The evolution of deformation twinning microstructures in random face-centered cubic solid solutions

Abstract

The varied atomic arrangements in face-centered cubic (FCC) solid solutions introduce atomic-scale fluctuations to their energy landscapes that influence the operation of dislocation-mediated deformation mechanisms. These effects are particularly pronounced in concentrated systems, which are of considerable interest to the community. Here, we examine the effect of local fluctuations in planar fault energies on the evolution of deformation twinning microstructures in randomly arranged FCC solid solutions. Our approach leverages the kinetic Monte Carlo (kMC) method to provide kinetically weighted predictions for competition between two processes: deformation twin nucleation and deformation twin thickening.
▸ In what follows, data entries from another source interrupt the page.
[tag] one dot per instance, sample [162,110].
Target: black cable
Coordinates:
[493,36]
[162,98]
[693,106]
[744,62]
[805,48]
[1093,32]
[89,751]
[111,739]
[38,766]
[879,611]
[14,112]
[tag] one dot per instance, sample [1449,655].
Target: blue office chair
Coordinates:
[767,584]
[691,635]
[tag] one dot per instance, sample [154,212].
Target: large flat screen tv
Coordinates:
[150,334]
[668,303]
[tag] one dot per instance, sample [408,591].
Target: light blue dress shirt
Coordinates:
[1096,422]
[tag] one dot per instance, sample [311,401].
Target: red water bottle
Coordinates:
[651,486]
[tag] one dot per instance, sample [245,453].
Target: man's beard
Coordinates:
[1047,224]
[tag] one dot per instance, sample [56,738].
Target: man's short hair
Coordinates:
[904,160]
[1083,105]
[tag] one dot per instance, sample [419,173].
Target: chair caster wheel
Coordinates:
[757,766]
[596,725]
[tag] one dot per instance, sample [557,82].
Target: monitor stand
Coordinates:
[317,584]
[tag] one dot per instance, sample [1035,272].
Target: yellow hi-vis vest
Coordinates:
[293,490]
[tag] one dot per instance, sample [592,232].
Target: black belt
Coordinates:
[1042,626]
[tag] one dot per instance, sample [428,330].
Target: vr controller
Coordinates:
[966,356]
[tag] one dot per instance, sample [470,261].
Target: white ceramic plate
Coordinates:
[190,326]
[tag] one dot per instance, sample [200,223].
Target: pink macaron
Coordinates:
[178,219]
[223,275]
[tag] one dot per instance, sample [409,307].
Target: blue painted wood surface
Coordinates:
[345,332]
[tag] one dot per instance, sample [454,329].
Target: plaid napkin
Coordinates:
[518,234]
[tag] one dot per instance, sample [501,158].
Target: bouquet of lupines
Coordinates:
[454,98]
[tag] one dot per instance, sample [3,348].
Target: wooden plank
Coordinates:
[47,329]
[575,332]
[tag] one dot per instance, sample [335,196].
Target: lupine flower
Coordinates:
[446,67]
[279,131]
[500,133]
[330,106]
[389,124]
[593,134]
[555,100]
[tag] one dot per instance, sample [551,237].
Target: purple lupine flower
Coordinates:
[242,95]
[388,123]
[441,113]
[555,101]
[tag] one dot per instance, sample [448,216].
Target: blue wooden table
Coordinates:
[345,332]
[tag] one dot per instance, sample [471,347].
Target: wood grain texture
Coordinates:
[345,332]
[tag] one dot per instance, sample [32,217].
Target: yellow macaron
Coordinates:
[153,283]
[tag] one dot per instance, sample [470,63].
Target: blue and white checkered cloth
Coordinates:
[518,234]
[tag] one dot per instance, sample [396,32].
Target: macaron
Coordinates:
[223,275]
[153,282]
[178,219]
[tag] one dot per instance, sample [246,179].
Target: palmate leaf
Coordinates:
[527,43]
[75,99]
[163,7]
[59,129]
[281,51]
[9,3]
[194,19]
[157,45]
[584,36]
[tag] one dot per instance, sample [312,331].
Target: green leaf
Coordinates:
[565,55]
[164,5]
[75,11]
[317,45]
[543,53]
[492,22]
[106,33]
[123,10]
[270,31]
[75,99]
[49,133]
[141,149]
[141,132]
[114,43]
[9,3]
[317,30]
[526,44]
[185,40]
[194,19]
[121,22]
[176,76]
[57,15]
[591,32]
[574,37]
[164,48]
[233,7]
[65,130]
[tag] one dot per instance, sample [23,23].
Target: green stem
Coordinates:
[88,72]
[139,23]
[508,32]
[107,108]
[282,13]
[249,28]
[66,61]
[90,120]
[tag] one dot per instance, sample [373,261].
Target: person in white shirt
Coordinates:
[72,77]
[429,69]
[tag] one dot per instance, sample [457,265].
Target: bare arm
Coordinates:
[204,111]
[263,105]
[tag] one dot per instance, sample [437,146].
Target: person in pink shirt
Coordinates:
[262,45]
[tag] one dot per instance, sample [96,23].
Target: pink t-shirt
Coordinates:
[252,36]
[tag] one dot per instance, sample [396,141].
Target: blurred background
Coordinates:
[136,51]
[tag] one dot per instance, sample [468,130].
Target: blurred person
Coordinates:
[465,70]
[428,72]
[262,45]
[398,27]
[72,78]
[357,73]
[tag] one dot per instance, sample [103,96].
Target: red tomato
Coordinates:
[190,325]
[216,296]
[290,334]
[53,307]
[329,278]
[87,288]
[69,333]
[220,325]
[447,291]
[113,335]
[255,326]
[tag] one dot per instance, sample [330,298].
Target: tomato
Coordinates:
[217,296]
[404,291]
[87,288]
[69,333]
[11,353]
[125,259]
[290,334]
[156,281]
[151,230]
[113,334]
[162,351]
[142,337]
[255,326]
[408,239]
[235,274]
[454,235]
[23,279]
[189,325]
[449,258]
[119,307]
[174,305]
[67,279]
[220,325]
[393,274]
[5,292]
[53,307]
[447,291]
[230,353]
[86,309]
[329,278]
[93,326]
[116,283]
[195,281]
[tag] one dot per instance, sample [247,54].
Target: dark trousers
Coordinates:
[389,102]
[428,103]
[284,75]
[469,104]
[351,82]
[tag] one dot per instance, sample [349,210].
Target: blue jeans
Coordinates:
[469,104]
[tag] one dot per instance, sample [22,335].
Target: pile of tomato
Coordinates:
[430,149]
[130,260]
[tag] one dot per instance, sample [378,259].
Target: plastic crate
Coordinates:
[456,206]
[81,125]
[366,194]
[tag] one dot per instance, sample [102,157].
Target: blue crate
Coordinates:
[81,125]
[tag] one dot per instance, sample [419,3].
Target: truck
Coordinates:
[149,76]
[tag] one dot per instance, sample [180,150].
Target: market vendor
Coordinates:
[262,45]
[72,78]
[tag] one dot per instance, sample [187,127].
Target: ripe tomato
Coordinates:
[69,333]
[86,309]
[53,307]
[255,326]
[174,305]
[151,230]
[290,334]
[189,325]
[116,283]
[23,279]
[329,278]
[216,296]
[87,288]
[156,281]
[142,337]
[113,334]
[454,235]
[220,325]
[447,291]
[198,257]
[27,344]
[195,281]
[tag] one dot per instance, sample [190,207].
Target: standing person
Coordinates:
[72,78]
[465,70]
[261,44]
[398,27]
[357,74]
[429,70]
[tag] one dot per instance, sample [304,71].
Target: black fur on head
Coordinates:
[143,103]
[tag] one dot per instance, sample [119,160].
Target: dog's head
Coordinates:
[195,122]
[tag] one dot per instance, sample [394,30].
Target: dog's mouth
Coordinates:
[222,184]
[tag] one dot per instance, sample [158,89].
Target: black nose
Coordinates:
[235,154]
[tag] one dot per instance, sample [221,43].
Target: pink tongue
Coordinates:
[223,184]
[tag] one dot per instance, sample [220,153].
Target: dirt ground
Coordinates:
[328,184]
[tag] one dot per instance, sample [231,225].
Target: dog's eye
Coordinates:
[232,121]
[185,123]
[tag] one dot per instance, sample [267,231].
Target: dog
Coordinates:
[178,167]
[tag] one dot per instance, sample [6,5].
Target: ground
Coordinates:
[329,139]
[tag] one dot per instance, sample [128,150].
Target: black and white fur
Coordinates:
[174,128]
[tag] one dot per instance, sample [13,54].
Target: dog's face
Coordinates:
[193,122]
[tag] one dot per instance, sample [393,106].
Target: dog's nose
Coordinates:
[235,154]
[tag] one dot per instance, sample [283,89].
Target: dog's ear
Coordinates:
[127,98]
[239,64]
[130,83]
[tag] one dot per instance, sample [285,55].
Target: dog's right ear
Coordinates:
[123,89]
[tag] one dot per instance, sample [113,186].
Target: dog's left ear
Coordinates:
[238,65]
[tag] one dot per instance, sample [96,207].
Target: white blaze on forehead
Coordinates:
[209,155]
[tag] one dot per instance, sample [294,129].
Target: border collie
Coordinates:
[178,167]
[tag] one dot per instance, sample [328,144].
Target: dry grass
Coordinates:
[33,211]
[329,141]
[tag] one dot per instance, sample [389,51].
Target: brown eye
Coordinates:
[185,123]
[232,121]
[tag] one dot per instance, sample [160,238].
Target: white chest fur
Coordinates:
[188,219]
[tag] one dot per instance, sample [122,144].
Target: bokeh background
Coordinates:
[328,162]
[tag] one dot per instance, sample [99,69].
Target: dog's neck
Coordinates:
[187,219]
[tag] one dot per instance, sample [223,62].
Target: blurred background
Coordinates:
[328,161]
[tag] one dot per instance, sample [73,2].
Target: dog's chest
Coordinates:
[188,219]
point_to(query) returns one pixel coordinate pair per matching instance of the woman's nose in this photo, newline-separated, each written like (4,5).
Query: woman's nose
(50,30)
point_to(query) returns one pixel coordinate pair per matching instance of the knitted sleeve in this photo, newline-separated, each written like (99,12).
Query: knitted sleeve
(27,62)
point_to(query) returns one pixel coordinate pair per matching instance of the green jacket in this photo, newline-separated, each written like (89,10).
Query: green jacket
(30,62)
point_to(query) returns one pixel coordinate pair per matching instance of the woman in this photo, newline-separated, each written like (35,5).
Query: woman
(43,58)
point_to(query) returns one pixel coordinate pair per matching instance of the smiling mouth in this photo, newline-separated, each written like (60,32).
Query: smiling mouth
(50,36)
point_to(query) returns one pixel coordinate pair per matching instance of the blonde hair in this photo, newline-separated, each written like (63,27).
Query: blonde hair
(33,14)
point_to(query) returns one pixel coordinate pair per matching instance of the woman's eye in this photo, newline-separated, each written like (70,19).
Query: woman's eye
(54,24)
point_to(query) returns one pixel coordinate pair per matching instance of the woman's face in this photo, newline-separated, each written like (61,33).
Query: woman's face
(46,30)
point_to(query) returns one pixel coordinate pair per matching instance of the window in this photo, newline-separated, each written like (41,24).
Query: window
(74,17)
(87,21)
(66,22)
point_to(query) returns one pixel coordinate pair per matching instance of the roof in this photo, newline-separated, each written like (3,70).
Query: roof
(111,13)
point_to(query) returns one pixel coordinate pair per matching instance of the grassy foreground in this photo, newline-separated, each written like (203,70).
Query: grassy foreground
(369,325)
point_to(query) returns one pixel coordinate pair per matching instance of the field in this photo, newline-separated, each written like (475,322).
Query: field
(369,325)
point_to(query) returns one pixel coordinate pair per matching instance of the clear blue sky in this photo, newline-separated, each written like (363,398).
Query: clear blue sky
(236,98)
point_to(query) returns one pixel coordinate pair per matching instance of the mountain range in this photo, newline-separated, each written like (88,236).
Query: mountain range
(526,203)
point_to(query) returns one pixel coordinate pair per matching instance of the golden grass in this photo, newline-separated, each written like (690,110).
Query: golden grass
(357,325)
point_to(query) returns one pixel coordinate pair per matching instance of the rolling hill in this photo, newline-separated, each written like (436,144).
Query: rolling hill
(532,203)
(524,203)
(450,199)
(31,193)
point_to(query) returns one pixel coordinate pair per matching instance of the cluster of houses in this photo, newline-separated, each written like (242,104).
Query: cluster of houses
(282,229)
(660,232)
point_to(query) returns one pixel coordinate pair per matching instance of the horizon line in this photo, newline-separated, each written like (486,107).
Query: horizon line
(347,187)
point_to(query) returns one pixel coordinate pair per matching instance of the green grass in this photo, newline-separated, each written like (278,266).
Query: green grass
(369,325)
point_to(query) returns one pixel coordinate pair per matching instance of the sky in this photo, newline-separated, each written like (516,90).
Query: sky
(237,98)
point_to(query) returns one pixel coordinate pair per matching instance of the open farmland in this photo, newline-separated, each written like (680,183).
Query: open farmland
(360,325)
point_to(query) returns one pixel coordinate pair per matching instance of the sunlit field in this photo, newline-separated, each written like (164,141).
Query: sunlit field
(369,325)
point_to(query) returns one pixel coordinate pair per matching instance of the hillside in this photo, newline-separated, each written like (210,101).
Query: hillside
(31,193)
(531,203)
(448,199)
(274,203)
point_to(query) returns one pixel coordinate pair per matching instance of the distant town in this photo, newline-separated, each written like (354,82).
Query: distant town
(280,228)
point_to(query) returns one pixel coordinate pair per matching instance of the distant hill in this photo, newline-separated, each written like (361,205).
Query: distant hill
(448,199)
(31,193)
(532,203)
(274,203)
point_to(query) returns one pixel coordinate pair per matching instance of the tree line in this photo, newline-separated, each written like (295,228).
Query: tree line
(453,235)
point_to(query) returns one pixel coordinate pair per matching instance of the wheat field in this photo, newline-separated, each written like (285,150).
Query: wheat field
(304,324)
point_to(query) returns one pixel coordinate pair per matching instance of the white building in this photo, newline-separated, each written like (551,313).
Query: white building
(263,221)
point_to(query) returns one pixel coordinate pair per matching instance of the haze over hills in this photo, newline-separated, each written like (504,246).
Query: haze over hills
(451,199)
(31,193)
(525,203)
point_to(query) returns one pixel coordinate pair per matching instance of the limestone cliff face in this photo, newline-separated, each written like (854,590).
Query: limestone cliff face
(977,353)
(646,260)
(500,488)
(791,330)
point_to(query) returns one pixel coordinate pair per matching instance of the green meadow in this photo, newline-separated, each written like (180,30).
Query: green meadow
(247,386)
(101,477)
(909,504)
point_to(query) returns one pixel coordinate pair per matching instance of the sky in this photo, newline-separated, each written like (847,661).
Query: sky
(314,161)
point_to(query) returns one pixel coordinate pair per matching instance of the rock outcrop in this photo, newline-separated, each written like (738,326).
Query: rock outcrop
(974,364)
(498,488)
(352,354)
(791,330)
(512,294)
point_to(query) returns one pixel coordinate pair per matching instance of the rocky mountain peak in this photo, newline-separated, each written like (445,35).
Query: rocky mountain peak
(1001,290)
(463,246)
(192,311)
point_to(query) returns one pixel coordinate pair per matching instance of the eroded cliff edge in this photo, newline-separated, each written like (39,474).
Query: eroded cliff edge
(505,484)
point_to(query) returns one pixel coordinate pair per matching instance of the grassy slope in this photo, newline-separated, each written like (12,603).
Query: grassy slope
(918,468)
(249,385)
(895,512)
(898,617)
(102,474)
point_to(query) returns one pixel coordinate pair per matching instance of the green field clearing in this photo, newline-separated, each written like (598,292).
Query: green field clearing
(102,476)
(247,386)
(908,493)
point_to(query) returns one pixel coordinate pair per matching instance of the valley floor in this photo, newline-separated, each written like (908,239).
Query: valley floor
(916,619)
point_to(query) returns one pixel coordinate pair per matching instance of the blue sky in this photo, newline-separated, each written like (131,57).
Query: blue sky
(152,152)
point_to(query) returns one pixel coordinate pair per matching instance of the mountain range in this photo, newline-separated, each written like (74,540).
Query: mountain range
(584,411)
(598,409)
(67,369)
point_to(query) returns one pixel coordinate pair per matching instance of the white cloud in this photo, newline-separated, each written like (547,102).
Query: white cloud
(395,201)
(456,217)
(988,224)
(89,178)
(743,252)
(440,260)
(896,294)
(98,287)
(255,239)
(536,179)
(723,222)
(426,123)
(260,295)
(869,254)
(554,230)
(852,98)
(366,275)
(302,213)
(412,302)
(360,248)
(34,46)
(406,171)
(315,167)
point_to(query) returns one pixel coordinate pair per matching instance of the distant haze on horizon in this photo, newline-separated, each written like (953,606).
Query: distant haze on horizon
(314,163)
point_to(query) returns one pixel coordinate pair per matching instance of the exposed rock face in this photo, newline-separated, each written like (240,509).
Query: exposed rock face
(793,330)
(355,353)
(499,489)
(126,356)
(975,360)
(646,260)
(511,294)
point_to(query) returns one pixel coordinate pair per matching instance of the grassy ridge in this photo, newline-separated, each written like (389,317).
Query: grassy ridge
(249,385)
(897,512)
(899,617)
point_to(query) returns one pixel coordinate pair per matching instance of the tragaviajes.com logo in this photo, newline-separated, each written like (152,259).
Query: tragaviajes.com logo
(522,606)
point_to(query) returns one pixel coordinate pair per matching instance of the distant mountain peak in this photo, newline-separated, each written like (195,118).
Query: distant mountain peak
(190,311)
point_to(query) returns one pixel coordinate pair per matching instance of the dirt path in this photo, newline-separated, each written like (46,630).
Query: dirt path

The kinetic barriers underpinning each process are drawn from the statistics of planar fault energies, which are locally sampled using molecular statics methods. kMC results show an increase in the fault number densities of solid solutions relative to a homogenized reference, which is found to be driven by the fluctuations in planar fault energies. Based on kMC relations, an effective barrier model is derived to predict the competition between deformation twinning nucleation and thickening processes under a fluctuating planar fault energy landscape. A key result from this model is a measurement of the length-scale over which the influence of local fluctuations in planar fault energies diminish and nucleation/thickening-dominated behaviors converge to bulk predictions. More broadly, the tools developed in this study enable examination of the influence of chemistry and length-scale on the evolution of deformation twinning mechanisms in FCC solid solutions.